Injustices by Ian Millhiser

Author:Ian Millhiser [Millhiser, Ian]
Language: eng
Format: epub, mobi
ISBN: 9781568584577
Publisher: Nation Books

THE WARREN COURT completely abandoned Lochnerism and the broader idea that judges should set the nation’s economic policy—as a unanimous Court announced in 1955:

the day is gone when this Court uses the Due Process Clause of the Fourteenth Amendment to strike down state laws, regulatory of business and industrial conditions, because they may be unwise, improvident, or out of harmony with a particular school of thought. . . . For protection against abuses by legislatures the people must resort to the polls, not to the courts.14

The Warren Court’s embrace of democracy did not eliminate the factions who believe laws intended to protect the least fortunate to be un-American or unconstitutional; it merely shifted the battlefield where they would make these arguments.

As Justice Robert H. Jackson’s law clerk, William Rehnquist appealed to his boss’s fear that a decision ending school segregation would replicate the sins of the Lochner Era. The New Deal Court, Rehnquist wrote in his memo urging Jackson to reaffirm Plessy, “called a halt to” justices “reading [their] own economic views into the Constitution.” Similarly, Rehnquist claimed that the plaintiffs in Brown asked the Court to “read its own sociological views into the Constitution.”15

More than a decade later, however, the future Chief Justice of the United States sounded a whole lot like Justice Stephen Johnson Field and the Liberty League.

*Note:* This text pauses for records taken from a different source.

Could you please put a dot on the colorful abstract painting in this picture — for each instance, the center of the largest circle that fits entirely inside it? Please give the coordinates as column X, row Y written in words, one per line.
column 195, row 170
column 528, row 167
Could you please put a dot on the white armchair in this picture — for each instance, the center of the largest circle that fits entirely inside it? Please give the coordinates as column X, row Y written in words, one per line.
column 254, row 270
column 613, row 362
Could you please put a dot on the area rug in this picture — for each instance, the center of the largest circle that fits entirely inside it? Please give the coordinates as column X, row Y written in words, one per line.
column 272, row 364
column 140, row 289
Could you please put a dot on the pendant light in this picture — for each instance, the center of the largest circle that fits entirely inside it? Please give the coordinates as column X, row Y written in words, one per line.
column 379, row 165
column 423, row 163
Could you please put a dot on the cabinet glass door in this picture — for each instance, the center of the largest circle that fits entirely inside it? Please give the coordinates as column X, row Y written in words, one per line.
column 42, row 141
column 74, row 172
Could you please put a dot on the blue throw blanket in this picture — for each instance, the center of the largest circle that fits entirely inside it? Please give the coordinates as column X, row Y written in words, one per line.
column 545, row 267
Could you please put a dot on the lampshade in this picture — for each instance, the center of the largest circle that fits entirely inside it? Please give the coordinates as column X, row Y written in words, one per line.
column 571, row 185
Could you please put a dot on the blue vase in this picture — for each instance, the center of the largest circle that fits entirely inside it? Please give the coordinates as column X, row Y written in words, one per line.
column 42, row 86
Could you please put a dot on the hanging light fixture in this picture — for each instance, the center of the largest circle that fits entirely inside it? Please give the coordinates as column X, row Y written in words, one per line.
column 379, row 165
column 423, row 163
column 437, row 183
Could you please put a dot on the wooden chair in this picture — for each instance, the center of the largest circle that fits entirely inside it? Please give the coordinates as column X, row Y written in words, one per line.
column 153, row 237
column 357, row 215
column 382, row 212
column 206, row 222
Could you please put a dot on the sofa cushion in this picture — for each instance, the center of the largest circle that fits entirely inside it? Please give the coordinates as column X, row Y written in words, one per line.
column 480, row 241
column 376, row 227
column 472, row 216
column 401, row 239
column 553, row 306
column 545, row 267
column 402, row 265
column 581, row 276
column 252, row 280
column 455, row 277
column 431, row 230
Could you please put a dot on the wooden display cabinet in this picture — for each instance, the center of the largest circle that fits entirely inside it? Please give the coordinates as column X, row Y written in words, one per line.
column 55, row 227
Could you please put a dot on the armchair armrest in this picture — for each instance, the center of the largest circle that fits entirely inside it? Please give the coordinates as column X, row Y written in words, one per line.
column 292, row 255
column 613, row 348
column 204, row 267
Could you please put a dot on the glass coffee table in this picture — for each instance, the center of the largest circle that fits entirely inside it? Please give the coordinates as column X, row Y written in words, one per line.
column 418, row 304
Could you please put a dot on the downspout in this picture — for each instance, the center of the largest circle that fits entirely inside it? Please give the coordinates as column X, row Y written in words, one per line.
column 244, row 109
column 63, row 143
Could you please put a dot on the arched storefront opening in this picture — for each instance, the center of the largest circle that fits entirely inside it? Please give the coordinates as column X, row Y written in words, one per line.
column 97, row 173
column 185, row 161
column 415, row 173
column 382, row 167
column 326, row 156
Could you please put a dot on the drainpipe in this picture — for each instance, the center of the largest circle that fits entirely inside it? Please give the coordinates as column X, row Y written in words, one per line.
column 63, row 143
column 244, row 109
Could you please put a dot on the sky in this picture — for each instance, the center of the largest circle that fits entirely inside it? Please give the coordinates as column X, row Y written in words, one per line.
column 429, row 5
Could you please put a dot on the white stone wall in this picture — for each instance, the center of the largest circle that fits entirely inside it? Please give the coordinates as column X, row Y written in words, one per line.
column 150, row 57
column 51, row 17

By 1964, Rehnquist had moved to Phoenix, Arizona, and entered the private practice of law. That year, the Phoenix City Council considered an ordinance that would ban race discrimination at lunch counters and other places of public accommodation. To the man who once defended Plessy to Justice Jackson, this ordinance was nothing less than an attack on “the right to manage your own affairs as free as possible from the interference of government.” Rehnquist was one of only three people who testified against the proposed ordinance before the city council, claiming that “there has never been this sort of an assault on the institution” of private property. Business owners, he insisted, could not be told “who can come” into their place of business.16

When the ordinance passed despite Rehnquist’s objections, he authored a letter to the editor of the Arizona Republic that laid out his objections in more detail. In one respect, Rehnquist’s letter was more moderate than his claim as a law clerk that “Plessy v. Ferguson was right and should be re-affirmed.”17 Race discrimination by the government itself, Rehnquist wrote in his letter, was out of bounds: “all of us alike pay taxes to support the operation of government, and all should be treated alike by it, whether in the area of voting rights, use of government-owned facilities, or other activities.”

Yet, although the somewhat older Rehnquist rejected state-sponsored racism, he also believed discrimination by private businesses to be an entirely different animal. Phoenix’s anti-discrimination ordinance, Rehnquist complained, “does away with the historic right of the owner of a drug store, lunch counter, or theatre to choose his own customers.”18 More than just an attack on property owners’ rights, Rehnquist suggested that the anti-discrimination ordinance was fundamentally un-American.